Writers have been advised for years that they should stick with what they know when they sit down to write a book. I checked the Internet and learned this advice is a quote from Mark Twain.
“Write what you know.” ― Mark Twain, The Adventures of Tom Sawyer/Adventures of Huckleberry Finn ― Source Goodreads
I recently was lectured by a psychic who complained about writers who weren’t psychics writing paranormal novels about psychics. I replied – “I’ve never lived in the Middle Ages. Do you mean I can’t write a Medieval romance?”
I’ve never ridden a bull (or attempted to), but I’ve written about a bull rider. I recently completed a manuscript that has a tornado in it. I’ve never been in the direct path of tornado, but was living in Louisville when the big one hit the city in April 1974.
Granted, I’m more comfortable writing about settings I know—the Bluegrass area of Kentucky, for example. I know more about American Saddlebred horses, so I’m more likely to write stories about that breed, not Thoroughbreds. I lived through the sixties, so I can write about that time with some sort of authenticity. Nonetheless, I had to research those years again for my Ladies of Legend novellas.

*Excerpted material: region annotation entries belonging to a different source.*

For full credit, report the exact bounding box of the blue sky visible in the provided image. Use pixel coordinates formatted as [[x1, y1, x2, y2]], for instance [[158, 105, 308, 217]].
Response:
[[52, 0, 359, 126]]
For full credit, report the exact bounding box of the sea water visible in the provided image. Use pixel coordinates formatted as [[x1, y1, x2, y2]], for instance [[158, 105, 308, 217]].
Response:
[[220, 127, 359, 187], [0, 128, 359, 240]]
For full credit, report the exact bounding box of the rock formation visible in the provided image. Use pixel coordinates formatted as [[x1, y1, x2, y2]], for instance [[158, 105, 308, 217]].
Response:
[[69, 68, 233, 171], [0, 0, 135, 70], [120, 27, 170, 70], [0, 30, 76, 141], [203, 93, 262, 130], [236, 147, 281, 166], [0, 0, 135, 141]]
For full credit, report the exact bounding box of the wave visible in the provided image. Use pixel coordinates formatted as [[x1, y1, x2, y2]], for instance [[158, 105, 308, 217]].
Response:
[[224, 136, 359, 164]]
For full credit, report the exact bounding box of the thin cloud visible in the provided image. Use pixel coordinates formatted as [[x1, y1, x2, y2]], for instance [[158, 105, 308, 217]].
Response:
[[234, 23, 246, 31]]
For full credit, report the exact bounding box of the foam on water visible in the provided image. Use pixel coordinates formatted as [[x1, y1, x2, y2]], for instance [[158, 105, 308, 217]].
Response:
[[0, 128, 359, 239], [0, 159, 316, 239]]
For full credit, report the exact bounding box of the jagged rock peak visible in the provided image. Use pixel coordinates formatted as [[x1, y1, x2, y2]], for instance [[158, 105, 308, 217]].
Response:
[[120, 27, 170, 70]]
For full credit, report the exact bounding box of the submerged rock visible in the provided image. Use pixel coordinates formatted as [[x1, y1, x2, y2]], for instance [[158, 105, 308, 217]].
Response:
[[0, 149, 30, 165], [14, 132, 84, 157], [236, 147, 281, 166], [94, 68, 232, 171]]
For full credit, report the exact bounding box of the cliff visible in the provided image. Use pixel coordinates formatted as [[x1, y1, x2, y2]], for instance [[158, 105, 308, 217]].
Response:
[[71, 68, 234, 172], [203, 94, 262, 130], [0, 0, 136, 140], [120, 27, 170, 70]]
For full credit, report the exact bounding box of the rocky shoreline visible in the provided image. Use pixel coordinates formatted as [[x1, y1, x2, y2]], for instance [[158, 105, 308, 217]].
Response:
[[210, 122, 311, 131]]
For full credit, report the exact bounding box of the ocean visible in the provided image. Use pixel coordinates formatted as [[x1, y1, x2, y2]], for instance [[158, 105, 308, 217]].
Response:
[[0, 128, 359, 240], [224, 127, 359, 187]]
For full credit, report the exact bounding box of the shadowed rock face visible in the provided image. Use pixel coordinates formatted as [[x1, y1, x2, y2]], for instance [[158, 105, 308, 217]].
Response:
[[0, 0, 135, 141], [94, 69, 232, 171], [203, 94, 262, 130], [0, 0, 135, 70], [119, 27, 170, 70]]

The Internet is a great resource. I found the following statement from Nathan Englander. I think he pretty much sums up what is really meant by the directive for writers.
“Write what you know” isn’t about events, says Englander. It’s about emotions. Have you known love? jealousy? longing? loss? “
I’m good with that explanation. To make our stories realistic, we must create characters by using human emotions we all experience.